É a primeira vez que escuto sua voz, e pude ter certeza de que ela é melhor do que qualquer música que existe. Tão linda como poesia, tão viciante do que qualquer sabor de pastel da feira — pode ser engraçado, mas eu sou viciada em pastel e esse é o melhor exemplo para mim —, eu já sabia que ela é incrível de todas as formas, em todos os aspectos. Não sei o que estava acontecendo comigo, mas eu travei mais ainda ao sentir seu cheirinho doce quando se aproximou. Seu aroma me trazia nostalgia, e seus óculos também. Era tudo tão belo e por um instante eu me perguntei se já tive momentos com ela na infância. Eu reparei novamente em seu rosto, onde suas sardas eram aparentes, que se pareciam estrelas e formavam uma constelação linda em seu rosto — eu poderia passar horas viajando nelas.
Ellie • 12.12.2022
Eu a chamei para passar o tempo na praça, que estava vazia. Não sei como consegui coragem para chamá-la desta forma, mas pela primeira vez depois de muito tempo, eu pude ver cores ao exergar seu rosto. O céu, naquele momento, ficou azul escuro e brilhante como se estivessemos no Cosmos, e aquela foi a melhor sensação que já senti.

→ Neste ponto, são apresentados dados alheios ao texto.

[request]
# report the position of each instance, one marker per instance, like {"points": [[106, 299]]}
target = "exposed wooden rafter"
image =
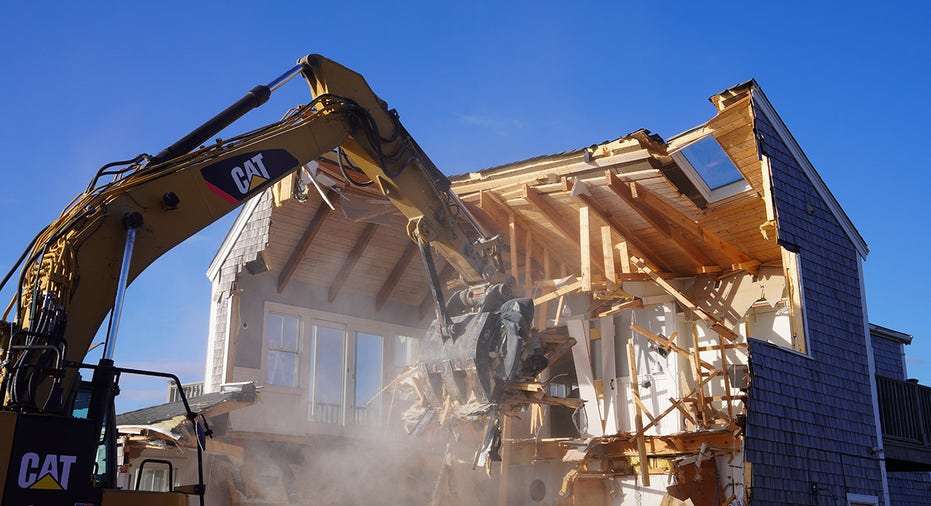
{"points": [[687, 303], [426, 304], [677, 218], [539, 202], [626, 234], [660, 224], [316, 222], [498, 209]]}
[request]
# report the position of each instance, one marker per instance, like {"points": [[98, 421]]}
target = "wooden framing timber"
{"points": [[638, 414], [658, 222], [677, 218], [668, 343], [539, 202], [313, 228], [675, 445], [687, 303], [391, 282], [427, 303]]}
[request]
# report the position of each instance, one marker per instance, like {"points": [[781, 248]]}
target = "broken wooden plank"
{"points": [[623, 306], [624, 255], [667, 343], [559, 292], [585, 250], [297, 254], [687, 303], [608, 253], [656, 220], [638, 414], [733, 253], [391, 282]]}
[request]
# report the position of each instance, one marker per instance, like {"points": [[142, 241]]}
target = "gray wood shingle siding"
{"points": [[810, 418], [252, 239], [910, 489]]}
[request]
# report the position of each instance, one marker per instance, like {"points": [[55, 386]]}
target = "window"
{"points": [[283, 353], [155, 477], [327, 364], [862, 500], [369, 353], [703, 160]]}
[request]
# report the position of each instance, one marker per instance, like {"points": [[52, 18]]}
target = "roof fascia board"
{"points": [[856, 239], [232, 236], [892, 335]]}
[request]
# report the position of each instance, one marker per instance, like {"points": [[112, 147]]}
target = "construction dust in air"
{"points": [[374, 468]]}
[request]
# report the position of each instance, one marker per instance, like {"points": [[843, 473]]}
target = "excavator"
{"points": [[57, 418]]}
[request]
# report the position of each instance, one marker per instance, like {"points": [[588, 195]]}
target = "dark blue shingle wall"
{"points": [[888, 356], [810, 418], [910, 489]]}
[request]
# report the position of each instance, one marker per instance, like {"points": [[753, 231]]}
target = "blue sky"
{"points": [[477, 84]]}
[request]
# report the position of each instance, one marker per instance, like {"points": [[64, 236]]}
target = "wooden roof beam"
{"points": [[536, 199], [687, 303], [391, 282], [497, 221], [355, 253], [304, 244], [658, 222], [556, 250], [644, 197]]}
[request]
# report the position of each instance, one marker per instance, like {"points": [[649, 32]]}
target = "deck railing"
{"points": [[904, 410], [190, 390]]}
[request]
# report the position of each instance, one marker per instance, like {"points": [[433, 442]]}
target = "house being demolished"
{"points": [[700, 299]]}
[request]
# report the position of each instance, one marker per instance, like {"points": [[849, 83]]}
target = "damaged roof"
{"points": [[642, 190], [169, 420]]}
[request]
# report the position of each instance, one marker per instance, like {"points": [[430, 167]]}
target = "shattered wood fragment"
{"points": [[558, 293], [638, 418], [585, 249], [693, 308], [668, 344]]}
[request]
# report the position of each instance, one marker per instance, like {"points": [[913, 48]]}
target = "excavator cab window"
{"points": [[107, 434]]}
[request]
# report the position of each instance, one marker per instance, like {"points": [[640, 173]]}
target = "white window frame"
{"points": [[685, 140], [351, 326], [266, 348], [795, 299], [861, 499], [346, 381]]}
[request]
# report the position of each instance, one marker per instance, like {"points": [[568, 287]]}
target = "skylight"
{"points": [[711, 163], [704, 162]]}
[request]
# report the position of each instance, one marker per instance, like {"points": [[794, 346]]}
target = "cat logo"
{"points": [[50, 472], [251, 174], [240, 176]]}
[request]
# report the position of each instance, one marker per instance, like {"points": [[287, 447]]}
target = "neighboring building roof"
{"points": [[169, 421], [892, 335]]}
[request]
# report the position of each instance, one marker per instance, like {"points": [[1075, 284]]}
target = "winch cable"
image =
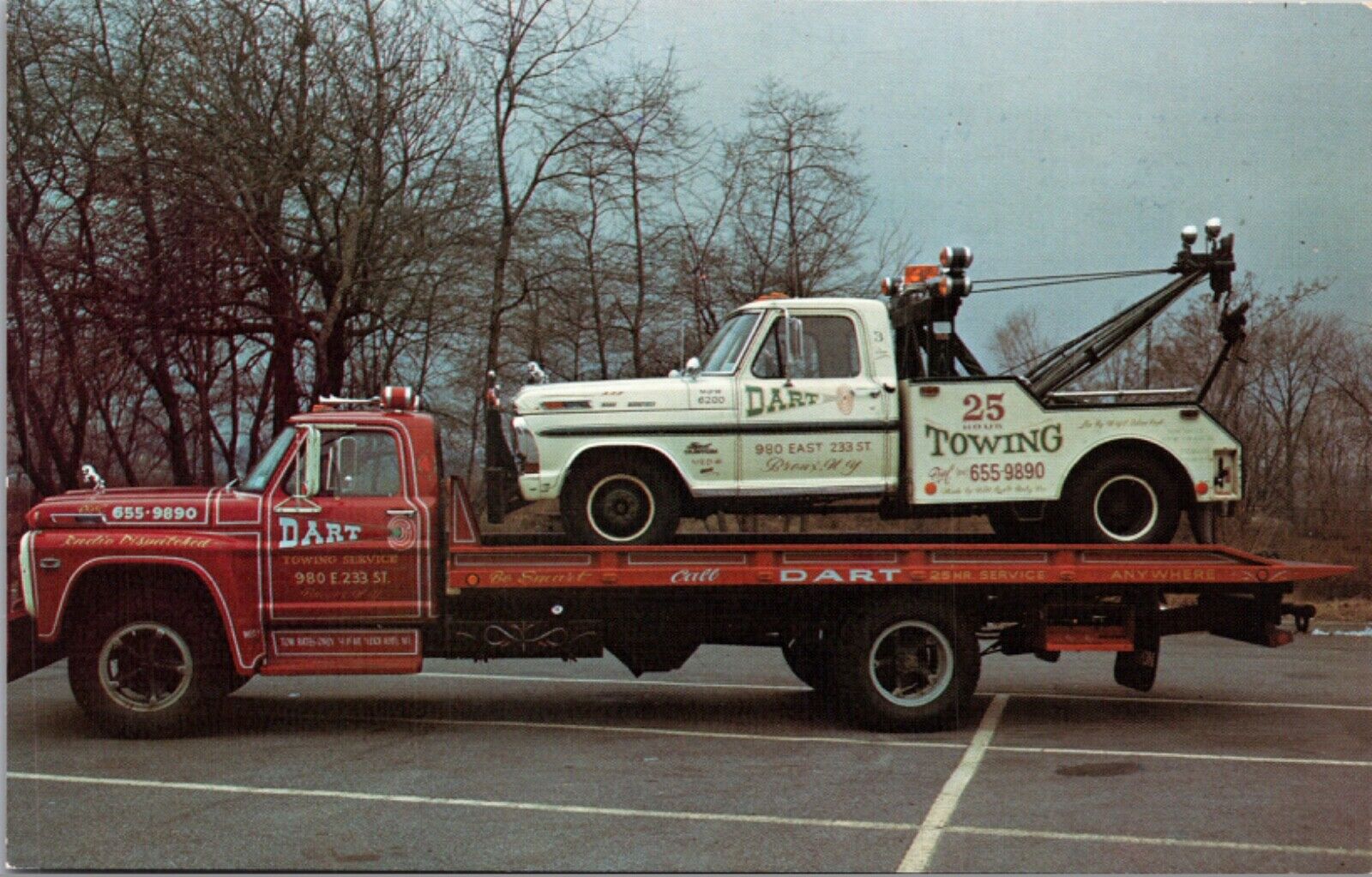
{"points": [[1053, 280]]}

Conversamos um pouco de início, mas parecíamos tímidas demais. Não sei o que ela achou, mas me senti incomodada ao voltar pra casa depois de perceber que eu falei demais porque ela me deu abertura para eu poder falar do meu livro favorito; Cosmos. Eu adoro conversar sobre isso, mas pedi muito para que ela não tivesse me achado uma estranha, porque me senti bem com ela. Na verdade, foi estranho em um momento, senti minha mão se agonizando, principalmente meu mindinho quando estava com ela.Ela pareceu interessada enquanto eu falava sobre meu livro preferido e não desviou o olhar em nenhum momento, e algo que eu também percebi, é que seus olhos são lindos. Agora eu estou em casa e já é de noite, passei o resto do dia pensando no que aconteceu e ela soube que vou passar a estudar na mesma escola que ela. Não nos tornamos tão íntimas desde o início, mas trocamos números e agora estou esperando para ver se consigo dormir, já é de noite e eu só consigo lembrar no dia de hoje."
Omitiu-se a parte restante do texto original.